Auch Stefan droht an seiner Zeitungswelt zu verzweifeln. Da klingen manchmal ähnliche Gedanken an, wie beim realen Journalisten Birk Meinhardt, der dokumentarisch darüber schrieb, wie er seine Zeitung (die Süddeutsche) verlor. Und es klingt an, was Richard David Precht und Harald Welzer mit Blick auf die vierte Gewalt konstatierten. Nämlich, dass das Mediensystem keine Öffentlichkeit mehr zulasse, sondern nur noch Scheinrealitäten erschaffe. Stefan steht vor der Frage, ob sich seine Zeitung mehr und mehr vom objektiven und neutralen Faktenjournalismus zugunsten eines Aktivismus für eine vermeintlich gute Agenda abwenden solle. Zur Disposition steht nicht weniger, als die unabhängige Presse als ein Grundbaustein einer freiheitlich demokratischen Grundordnung. Der Roman lässt nicht offen, wo die entsprechenden Weichenstellungen fallen. Erscheint das Bedienen der aktuellen Tendenzen dem Vorstand, der Geschäftsführung und den Herausgebern von ökonomischem Vorteil, dann wird das durchgesetzt. In einer Villa im feinen Blankenese macht die Herausgeberin Stefan bei „Veuve Clicquot Rosé und Reibekuchen-Burger mit Räucherlachs in Dill-Gin-Marinade“ die neue Sichtweise klar. Das Schiff solle blitzschnell gewendet werden. Eine Doppelspitze mit Stefan und einer dunkelhäutigen jungen Frau solle das Blatt „hyper-fortschrittlich, hyper-vorbildlich, hyper-up-to-date“ machen. Stefan erliegt seiner Eitelkeit, er willigt ein. Damit endet zwangsläufig der Dialog mit Theresa, die sich inzwischen einer Art Agrar-Guerilla angenähert hat.

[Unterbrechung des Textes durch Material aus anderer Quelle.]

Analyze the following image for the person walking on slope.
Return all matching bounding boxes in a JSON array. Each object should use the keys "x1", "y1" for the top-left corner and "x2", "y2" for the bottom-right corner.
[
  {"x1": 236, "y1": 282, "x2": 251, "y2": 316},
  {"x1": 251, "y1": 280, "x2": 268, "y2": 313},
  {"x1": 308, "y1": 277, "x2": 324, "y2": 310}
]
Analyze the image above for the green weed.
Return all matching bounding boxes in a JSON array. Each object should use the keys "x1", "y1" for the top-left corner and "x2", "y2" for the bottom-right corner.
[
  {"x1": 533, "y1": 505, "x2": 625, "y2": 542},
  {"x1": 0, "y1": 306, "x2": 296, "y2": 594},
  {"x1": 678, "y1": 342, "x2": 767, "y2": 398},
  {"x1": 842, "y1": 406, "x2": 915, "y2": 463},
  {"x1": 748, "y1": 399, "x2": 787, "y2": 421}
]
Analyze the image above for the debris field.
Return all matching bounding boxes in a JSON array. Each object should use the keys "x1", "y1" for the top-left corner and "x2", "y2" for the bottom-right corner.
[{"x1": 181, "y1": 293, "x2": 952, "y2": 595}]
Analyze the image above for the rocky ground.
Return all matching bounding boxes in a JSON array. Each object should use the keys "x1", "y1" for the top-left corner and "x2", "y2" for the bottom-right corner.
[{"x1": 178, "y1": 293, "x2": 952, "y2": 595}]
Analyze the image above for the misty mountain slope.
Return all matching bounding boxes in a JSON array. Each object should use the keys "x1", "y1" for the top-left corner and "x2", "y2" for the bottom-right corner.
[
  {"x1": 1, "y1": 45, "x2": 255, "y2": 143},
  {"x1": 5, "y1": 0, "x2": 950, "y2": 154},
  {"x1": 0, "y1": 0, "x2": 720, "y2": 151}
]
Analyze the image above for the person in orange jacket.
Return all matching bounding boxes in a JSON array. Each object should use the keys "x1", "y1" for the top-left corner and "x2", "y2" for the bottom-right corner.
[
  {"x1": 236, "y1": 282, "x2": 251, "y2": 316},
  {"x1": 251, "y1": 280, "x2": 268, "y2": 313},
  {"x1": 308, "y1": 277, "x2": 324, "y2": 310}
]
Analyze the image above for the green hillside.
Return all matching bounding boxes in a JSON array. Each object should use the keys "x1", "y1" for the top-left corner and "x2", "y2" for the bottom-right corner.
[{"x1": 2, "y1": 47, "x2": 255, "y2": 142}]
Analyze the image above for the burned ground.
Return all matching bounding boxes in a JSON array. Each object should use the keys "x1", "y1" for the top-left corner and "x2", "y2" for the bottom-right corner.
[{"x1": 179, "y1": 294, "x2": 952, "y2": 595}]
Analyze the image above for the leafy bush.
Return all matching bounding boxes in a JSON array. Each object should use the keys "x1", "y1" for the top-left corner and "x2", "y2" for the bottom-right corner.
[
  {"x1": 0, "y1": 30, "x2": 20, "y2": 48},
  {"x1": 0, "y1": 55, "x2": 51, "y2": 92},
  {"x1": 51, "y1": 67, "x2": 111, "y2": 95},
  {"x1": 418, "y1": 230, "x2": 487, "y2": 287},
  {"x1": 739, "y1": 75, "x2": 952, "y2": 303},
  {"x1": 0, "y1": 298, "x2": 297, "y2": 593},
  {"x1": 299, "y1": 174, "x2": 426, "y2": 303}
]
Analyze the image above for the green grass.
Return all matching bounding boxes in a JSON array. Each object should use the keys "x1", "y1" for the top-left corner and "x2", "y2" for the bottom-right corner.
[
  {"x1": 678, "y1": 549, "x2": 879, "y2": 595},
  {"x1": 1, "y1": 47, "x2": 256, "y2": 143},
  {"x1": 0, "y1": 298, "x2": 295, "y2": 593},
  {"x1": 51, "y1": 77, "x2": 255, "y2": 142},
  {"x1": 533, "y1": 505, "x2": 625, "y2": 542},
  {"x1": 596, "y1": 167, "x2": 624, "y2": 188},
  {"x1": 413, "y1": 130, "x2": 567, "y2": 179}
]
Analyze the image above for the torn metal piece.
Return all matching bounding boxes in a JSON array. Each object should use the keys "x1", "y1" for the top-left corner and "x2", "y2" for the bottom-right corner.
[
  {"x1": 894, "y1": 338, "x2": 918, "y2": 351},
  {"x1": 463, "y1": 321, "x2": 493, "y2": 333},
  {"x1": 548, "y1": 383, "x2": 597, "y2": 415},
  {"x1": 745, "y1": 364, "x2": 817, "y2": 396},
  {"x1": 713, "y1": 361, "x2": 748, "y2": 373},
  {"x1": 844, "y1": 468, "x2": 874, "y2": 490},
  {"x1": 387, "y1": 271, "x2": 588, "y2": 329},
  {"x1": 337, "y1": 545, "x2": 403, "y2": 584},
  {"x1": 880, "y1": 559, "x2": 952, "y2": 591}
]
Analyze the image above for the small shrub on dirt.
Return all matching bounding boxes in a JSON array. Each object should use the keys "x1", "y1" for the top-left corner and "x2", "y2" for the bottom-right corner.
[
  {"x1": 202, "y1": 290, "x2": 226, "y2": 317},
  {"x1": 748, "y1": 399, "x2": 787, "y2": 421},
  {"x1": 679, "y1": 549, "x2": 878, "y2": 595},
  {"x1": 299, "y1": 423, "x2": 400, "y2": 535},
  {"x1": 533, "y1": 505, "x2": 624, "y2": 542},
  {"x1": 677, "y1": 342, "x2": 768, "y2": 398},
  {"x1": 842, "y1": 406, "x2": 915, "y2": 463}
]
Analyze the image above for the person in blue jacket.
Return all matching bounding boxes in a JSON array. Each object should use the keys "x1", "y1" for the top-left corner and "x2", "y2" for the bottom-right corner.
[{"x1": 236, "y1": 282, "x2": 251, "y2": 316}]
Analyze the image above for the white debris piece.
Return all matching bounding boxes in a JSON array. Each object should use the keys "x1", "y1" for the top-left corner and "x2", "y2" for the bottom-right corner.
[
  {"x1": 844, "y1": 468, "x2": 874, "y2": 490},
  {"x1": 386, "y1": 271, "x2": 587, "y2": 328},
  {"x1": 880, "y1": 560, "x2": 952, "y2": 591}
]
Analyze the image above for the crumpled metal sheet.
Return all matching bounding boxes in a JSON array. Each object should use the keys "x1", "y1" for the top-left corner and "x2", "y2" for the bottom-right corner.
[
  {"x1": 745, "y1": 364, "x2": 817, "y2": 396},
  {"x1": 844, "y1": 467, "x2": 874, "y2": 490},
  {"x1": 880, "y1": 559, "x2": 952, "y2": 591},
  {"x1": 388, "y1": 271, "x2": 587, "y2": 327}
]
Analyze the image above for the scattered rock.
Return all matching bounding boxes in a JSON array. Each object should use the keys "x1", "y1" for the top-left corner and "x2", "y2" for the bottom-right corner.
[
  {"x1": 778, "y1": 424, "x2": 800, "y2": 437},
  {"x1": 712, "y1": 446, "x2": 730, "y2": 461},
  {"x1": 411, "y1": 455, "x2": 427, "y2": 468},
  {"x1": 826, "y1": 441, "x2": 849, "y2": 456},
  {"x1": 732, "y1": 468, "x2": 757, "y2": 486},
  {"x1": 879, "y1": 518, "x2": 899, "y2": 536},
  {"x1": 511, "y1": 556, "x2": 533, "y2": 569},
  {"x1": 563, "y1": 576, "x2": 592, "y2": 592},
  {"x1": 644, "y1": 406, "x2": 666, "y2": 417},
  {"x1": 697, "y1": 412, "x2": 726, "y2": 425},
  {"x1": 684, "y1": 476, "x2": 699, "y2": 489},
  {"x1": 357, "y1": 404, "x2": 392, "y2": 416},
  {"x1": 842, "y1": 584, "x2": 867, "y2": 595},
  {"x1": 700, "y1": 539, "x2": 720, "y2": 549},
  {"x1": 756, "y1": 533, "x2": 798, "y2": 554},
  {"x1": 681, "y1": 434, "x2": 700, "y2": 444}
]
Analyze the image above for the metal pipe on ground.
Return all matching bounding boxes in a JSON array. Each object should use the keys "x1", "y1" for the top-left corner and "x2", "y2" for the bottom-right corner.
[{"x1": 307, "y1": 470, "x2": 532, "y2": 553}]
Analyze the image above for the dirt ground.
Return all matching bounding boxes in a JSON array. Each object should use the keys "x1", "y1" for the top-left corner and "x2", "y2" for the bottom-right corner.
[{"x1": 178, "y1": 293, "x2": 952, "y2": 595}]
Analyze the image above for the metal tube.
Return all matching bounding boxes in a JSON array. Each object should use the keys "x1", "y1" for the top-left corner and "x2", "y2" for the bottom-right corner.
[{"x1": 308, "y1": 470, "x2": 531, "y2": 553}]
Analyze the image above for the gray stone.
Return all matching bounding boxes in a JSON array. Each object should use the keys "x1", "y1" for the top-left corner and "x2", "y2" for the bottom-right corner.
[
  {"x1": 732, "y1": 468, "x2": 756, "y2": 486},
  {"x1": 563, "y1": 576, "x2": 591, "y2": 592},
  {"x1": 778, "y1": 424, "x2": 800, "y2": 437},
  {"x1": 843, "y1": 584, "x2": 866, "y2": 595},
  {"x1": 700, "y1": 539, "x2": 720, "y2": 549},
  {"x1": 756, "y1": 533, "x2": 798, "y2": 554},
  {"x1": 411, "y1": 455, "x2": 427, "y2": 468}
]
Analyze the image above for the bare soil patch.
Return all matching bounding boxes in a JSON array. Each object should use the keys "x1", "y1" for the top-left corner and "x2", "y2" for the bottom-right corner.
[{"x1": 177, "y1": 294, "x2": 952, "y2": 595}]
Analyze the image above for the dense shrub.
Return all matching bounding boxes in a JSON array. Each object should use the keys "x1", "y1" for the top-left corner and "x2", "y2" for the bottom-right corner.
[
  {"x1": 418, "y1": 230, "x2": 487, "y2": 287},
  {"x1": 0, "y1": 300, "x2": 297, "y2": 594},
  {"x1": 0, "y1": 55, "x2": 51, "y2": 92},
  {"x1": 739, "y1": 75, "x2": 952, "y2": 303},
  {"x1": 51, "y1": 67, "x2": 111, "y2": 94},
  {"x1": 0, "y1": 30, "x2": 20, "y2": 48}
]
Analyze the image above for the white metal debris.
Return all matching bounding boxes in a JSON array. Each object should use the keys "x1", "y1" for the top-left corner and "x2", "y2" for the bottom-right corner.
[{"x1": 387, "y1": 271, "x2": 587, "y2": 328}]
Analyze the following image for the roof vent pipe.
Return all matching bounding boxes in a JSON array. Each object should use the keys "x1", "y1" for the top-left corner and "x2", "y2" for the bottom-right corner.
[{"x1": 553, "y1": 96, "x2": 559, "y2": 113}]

Juli Zeh und Simon Urban haben das Panorama einer Gesellschaft gezeichnet, die vor existenziellen Zerreißproben steht. Am Ende ist der selbstdenke Leser gefordert. So, wie er es tendenziell durch gewöhnliche Zeitungslektüre kaum noch wird.

Juli Zeh / Simon Urban: Zwischen Welten, Luchterhand Literaturverlag, München 2023, 448 Seiten, 24,00 Euro.